Suriye lideri Ahmet Şara ile SDG komutanı Mazlum Abdi arasında imzalanan anlaşma, PYD'nin meşruiyet kazanıp kazanmadığı ve sığınmacıların geri dönüşü konularında önemli sorular doğuruyor. Bu anlaşma, Suriye'nin geleceği açısından kritik bir dönüm noktası olarak değerlendiriliyor. Uluslararası İlişkiler Uzmanı Prof. Dr. Hasan Ünal, bu anlaşmanın içeriği ve sonuçları hakkında önemli değerlendirmelerde bulundu.
Prof. Dr. Hasan Ünal, imzalanan anlaşmanın bir federasyon anlaşması olduğunu belirtti. Anlaşmanın 8 maddeden oluştuğunu ifade eden Ünal, bu durumun PKK/PYD için meşruiyet anlamına gelip gelmediğini sorguladı. Anlaşmanın tarafları arasında Suriye devleti ve SDG'nin bulunduğunu vurguladı. Özellikle 6. maddede, “Suriye devletinin Esad rejiminin kalıntıları ve ülkenin güvenliğiyle birliğini tehdit eden tüm unsurlara karşı mücadelesine destek sağlanması” ifadesinin yer aldığını belirtti.

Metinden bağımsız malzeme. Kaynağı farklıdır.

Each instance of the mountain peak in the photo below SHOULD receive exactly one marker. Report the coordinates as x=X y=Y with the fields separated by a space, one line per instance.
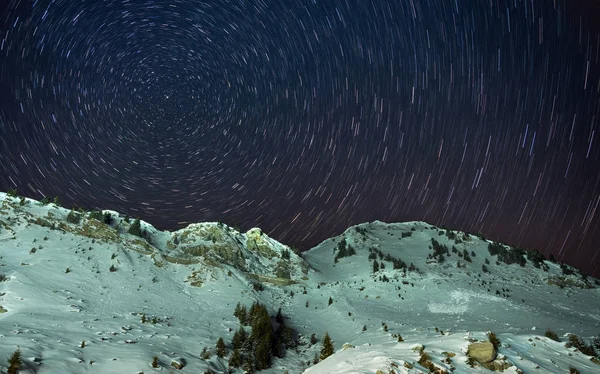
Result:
x=115 y=292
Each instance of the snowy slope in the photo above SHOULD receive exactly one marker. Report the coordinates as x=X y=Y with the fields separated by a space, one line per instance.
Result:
x=60 y=291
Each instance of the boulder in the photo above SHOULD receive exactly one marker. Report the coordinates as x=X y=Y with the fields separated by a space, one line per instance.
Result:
x=482 y=352
x=178 y=363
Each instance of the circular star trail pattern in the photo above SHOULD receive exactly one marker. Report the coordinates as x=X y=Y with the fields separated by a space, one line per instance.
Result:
x=304 y=117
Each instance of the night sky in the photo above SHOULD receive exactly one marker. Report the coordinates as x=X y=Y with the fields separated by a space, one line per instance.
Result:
x=304 y=117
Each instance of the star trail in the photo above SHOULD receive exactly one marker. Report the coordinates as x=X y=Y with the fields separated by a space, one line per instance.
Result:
x=303 y=117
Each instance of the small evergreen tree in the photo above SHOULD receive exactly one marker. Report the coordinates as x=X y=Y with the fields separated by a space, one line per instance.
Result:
x=375 y=266
x=279 y=317
x=239 y=337
x=73 y=217
x=14 y=362
x=327 y=349
x=136 y=228
x=221 y=349
x=236 y=359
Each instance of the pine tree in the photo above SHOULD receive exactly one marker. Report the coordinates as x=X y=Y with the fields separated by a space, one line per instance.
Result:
x=221 y=349
x=262 y=337
x=14 y=362
x=279 y=317
x=135 y=228
x=239 y=337
x=375 y=266
x=236 y=359
x=327 y=349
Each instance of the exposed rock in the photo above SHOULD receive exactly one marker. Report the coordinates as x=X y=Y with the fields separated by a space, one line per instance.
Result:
x=498 y=365
x=482 y=352
x=178 y=363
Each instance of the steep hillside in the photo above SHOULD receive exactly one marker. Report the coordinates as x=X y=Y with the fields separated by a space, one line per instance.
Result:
x=102 y=293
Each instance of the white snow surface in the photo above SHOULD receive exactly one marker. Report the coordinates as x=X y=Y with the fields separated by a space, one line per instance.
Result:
x=59 y=292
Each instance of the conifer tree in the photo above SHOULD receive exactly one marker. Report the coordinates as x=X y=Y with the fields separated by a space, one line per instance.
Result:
x=14 y=362
x=236 y=359
x=221 y=349
x=375 y=266
x=239 y=337
x=262 y=337
x=327 y=349
x=135 y=228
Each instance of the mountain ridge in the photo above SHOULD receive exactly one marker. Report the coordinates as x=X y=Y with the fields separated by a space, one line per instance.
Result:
x=370 y=287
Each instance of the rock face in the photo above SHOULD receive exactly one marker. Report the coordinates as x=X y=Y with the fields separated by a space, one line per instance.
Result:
x=482 y=352
x=178 y=363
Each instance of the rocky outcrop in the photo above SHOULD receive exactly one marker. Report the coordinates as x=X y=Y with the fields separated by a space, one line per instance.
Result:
x=482 y=352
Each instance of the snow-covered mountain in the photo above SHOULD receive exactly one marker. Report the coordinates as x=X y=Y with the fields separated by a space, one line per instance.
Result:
x=99 y=292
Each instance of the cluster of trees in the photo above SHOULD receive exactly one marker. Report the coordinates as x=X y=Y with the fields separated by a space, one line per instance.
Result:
x=397 y=263
x=254 y=350
x=515 y=255
x=439 y=250
x=343 y=250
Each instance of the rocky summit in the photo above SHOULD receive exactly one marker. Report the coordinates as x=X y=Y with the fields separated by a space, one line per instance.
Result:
x=100 y=292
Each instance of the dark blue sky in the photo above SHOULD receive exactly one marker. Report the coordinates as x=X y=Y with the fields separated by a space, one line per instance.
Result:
x=305 y=117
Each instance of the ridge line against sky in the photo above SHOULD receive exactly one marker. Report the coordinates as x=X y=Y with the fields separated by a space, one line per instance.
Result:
x=305 y=117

Bu durum, Suriye devleti ve SDG'nin birlikte hareket ettiğini gösteriyor. Ünal, bu anlaşmanın ardından Türkiye'nin Suriye'deki örgütlere nasıl bir yaklaşım sergileyeceğini merak ettiğini dile getirdi. Kravatlı Teröristler dönemine geçildiğini ifade eden Ünal, Ahmet eş Şara'nın ilk kravat takan kişi olduğunu ve Mazlum Abdi'nin de muhtemelen benzer bir duruma gireceğini belirtti.
Ünal, Suriye'deki HTŞ'nin yönetimi ele geçirmesinin ardından Türkiye'nin Suriye'nin üniter yapısının önemini anladığını ifade etti. Cumhurbaşkanı ve Türk hükümetinin, herkesin kendisini içinde bulacağı bir anayasa fikrinin doğru olmadığını belirttiklerini aktardı. Hakan Fidan'ın, Ocak ayında Suriye'nin adının “Suriye Arap Cumhuriyeti” olacağını söylemesi, Suriye'nin milli devlet yapısının korunacağı anlamına geliyor.
Anlaşmada, “Kürt toplumunun Suriye devletinin asli bir unsuru olarak tanınması ve vatandaşlık ile anayasal haklarının güvence altına alınması” ifadesinin yer alması, diğer toplumların da anayasal haklarının güvence altına alınacağı anlamına gelebilir. Dürzi'lerin, Suriye'nin federasyon olmasını talep ettikleri ve aksi takdirde İsrail'e bağlanacaklarını ifade ettikleri biliniyor.
Prof. Dr. Ünal, anlaşmanın içeriğinde “Mültecilerin güvenli dönüşü” ile ilgili bir maddenin yer almasının dikkat çekici olduğunu belirtti. Bu durumun, Türkiye'nin kontrolündeki topraklara geri dönüşü ifade edebileceğini düşündüğünü aktardı. Normalde, Suriyelilerin geri dönüşü ve garantileri konusunun Suriye devletinin tek taraflı bir konusu olduğunu belirtti.
Türkiye'nin, “isteyenler gider” yaklaşımını sürdürdüğünü ifade eden Ünal, bu maddenin anlaşmaya eklenmesinin, Türkiye'nin kontrolündeki topraklara geri dönüşleri gündeme getirdiğini belirtti. Bu durum, ilerleyen süreçte Türkiye'ye “Suriye’den çekil” çağrılarının yapılmasına neden olabilir.
Sonuç olarak, Suriye'deki bu yeni anlaşma, bölgedeki dinamikleri değiştirebilir. Suriye karabasanının yeni bir aşamaya girdiği düşünülüyor. Anlaşmanın içeriği ve tarafların tutumları, Suriye'nin geleceği açısından kritik bir öneme sahip. Sığınmacıların durumu ve Türkiye'nin rolü, önümüzdeki dönemde daha fazla tartışılacak konular arasında yer alıyor.
Bu gelişmeler, Suriye'deki iç savaşın sona erip ermediği konusunda belirsizlik yaratıyor. Anlaşmanın uygulanabilirliği ve tarafların niyetleri, Suriye'nin geleceği üzerinde belirleyici bir etkiye sahip olacak. Suriye'deki bu yeni dönem, uluslararası ilişkiler açısından da önemli sonuçlar doğurabilir.